Anonymous Patient Answer

How many people get laryngoscopy a year in the United States?

Approximately 2.7 million children visit their general practitioner or office-based physician on an annual basis. In the United States, the average age at diagnosis of laryngomalacia is 6 and average time from symptom onset to diagnosis is 6.9 months. Laryngoscopy is frequently delayed for laryngomalacia by family physicians and other primary care providers, leading to a significant burden in unnecessary healthcare utilization. The American Academy of Pediatrics has recommended that all providers (including family physicians) implement educational outreach programs to improve earlier detection of laryngomalacia in children.

Anonymous Patient Answer

What are common treatments for laryngoscopy?

The main treatments for common laryngoscopic procedures are tracheotomy, supraglottic/breathing tube placement and the placement of a gastrostomy tube or nasogastric tube. It is important that the patient understands their treatment and risks and that they are aware of an individualized treatment plan.

Anonymous Patient Answer

Does laryngoscopy run in families?

Although no familial history of asthma or otitis media was found in a group of children undergoing routine laryngoscopic examination for laryngotracheal anomalies, one child had a positive family history of otitis media and another child had a positive family history of asthma. Genetic linkage analysis of the children in both families was performed; however, no candidate gene was found.

Anonymous Patient Answer

Have there been any new discoveries for treating laryngoscopy?

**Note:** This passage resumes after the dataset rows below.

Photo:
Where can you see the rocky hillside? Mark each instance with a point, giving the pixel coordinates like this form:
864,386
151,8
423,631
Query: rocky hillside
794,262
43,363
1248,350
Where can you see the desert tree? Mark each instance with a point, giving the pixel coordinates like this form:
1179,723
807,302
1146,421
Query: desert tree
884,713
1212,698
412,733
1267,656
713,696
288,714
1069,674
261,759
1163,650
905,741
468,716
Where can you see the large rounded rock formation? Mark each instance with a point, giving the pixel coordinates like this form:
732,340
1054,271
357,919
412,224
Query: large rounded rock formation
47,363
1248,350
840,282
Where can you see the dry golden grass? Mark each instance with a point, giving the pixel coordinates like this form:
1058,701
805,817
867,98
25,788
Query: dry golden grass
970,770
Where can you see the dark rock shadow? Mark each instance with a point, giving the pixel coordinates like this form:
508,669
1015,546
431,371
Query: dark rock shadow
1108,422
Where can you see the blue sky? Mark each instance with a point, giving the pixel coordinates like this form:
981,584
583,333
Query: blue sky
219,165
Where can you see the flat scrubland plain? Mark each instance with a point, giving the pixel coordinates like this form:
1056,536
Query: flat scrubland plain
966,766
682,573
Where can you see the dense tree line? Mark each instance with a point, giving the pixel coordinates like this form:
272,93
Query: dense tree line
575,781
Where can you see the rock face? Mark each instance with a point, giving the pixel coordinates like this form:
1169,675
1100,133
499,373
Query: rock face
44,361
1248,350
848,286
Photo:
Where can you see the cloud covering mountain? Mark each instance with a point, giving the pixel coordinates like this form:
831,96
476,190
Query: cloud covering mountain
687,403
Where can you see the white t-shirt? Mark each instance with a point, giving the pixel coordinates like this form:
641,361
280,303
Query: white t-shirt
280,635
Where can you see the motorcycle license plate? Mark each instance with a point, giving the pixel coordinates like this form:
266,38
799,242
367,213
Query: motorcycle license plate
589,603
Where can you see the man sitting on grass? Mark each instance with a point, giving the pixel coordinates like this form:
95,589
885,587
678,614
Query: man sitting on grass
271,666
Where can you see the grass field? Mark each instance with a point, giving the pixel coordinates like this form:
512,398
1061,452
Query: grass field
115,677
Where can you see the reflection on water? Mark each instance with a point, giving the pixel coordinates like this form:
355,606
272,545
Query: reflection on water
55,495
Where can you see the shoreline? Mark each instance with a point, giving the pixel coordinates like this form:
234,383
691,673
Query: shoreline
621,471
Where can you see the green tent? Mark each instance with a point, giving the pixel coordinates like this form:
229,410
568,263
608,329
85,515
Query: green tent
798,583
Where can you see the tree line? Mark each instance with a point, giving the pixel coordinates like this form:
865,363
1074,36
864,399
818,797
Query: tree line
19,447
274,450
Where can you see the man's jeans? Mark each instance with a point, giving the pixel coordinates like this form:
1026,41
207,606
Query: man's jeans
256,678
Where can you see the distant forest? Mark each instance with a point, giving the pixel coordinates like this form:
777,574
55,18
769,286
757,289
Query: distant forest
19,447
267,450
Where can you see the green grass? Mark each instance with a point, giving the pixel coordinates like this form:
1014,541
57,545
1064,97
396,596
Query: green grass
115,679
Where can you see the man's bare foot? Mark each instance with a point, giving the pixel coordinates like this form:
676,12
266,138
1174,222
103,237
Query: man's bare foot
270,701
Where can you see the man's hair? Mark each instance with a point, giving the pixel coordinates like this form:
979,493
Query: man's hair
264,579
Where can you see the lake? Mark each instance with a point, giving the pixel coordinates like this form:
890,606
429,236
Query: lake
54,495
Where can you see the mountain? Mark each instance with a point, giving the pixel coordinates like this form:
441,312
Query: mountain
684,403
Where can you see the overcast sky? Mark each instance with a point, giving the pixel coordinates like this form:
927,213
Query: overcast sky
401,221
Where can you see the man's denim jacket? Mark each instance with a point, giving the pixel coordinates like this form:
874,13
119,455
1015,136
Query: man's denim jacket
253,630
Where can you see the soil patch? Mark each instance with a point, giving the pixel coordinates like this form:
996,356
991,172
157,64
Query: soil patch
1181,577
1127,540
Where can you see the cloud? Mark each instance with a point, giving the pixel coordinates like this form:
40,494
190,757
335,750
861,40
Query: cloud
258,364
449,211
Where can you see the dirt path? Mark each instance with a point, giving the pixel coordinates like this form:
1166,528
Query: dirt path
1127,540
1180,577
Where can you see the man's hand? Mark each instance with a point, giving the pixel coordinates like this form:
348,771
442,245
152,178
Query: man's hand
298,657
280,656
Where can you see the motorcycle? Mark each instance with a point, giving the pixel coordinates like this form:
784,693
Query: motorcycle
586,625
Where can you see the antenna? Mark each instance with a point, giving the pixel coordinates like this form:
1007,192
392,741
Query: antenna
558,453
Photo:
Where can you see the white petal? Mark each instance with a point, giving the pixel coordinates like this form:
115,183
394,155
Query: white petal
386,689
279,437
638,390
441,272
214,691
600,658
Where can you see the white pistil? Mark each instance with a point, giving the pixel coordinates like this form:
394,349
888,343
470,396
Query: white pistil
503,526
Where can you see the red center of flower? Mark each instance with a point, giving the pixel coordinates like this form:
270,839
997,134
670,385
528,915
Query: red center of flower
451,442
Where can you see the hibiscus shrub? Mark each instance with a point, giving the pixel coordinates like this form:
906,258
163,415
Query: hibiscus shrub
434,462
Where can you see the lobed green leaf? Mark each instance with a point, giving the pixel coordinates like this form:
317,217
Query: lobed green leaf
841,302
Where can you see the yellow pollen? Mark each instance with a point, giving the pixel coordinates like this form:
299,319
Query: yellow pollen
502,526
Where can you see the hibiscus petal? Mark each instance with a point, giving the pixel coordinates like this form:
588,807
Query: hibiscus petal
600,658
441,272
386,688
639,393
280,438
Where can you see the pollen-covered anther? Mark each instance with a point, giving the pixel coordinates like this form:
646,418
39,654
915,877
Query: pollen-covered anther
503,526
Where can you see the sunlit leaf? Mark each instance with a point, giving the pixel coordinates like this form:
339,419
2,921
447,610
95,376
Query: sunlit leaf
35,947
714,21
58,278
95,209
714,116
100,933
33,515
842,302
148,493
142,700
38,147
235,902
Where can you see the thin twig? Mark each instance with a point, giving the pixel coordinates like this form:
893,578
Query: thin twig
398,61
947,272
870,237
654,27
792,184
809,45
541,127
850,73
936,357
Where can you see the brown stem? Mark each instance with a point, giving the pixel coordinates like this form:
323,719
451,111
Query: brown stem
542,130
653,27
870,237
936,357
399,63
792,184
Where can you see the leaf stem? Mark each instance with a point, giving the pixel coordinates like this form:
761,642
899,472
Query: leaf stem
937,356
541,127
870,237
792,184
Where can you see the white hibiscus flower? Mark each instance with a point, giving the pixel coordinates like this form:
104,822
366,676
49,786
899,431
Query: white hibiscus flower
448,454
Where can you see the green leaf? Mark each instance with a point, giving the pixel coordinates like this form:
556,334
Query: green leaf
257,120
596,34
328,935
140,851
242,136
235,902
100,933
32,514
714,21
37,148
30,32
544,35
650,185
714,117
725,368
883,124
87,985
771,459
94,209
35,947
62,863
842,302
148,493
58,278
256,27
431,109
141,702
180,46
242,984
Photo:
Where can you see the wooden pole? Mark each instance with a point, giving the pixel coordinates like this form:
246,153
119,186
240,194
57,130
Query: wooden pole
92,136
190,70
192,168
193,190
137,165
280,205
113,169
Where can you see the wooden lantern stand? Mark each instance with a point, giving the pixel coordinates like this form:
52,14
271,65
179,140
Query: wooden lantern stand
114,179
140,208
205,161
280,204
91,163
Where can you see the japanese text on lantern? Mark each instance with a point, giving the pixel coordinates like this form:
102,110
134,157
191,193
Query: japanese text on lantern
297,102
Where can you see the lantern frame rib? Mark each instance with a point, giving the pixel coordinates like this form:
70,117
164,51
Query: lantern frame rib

Currently, there are few things that can be done aside from simple mouth washing and topical anesthetics in order to reduce pain. Although mouth-washes can be beneficial, there are still others that are being researched for treatment. Some possible treatments in the future include the use of electrical stimulation, acupuncture, and cryoablation.

Anonymous Patient Answer

How serious can laryngoscopy be?

The incidence of complications from conventional laryngoscopy is low (and more often than not the patients are aware of the risks involved). One complication is perforation of the esophagus. These may be fatal if not promptly managed. If you're going to choose an outpatient department to laryngoscopy, a few specific departments may be most recommended. In the UK, the Department of Geriatrics (for elderly patients) may be best, as they seem to have fewer complications. We also note that those who can't breathe through their nose may find the tube more difficult to use.

Anonymous Patient Answer

What are the common side effects of rocuronium dose + remifentanil infusion?

The incidence and severity of rocuronium-induced side effects of remifentanil seemed to be low and transient, and these side effects were alleviated by intravenous administration of atropine.

Anonymous Patient Answer

Has rocuronium dose + remifentanil infusion proven to be more effective than a placebo?

Remifentanil infusion (150 microg x kg(-1) x min(-1)) plus 1.0 mg/kg intramuscular rocuronium showed improved patient comfort for laryngoscopy and ointment application without prolongation of recovery and significant hypotension compared with a placebo.

Anonymous Patient Answer

Have there been other clinical trials involving rocuronium dose + remifentanil infusion?

In conclusion, our retrospective analysis identified two previous RCTs in which patients were receiving rocuronium. These previous studies suggest that our clinical practice may be closer to recommended doses of remifentanil during laryngoscopy than previous practice and that, given the importance of avoiding muscle weakness while performing laryngoscopy under general anesthesia and in the emergency setting, this practice may not necessarily increase the incidence of muscle weakness and/or adverse events.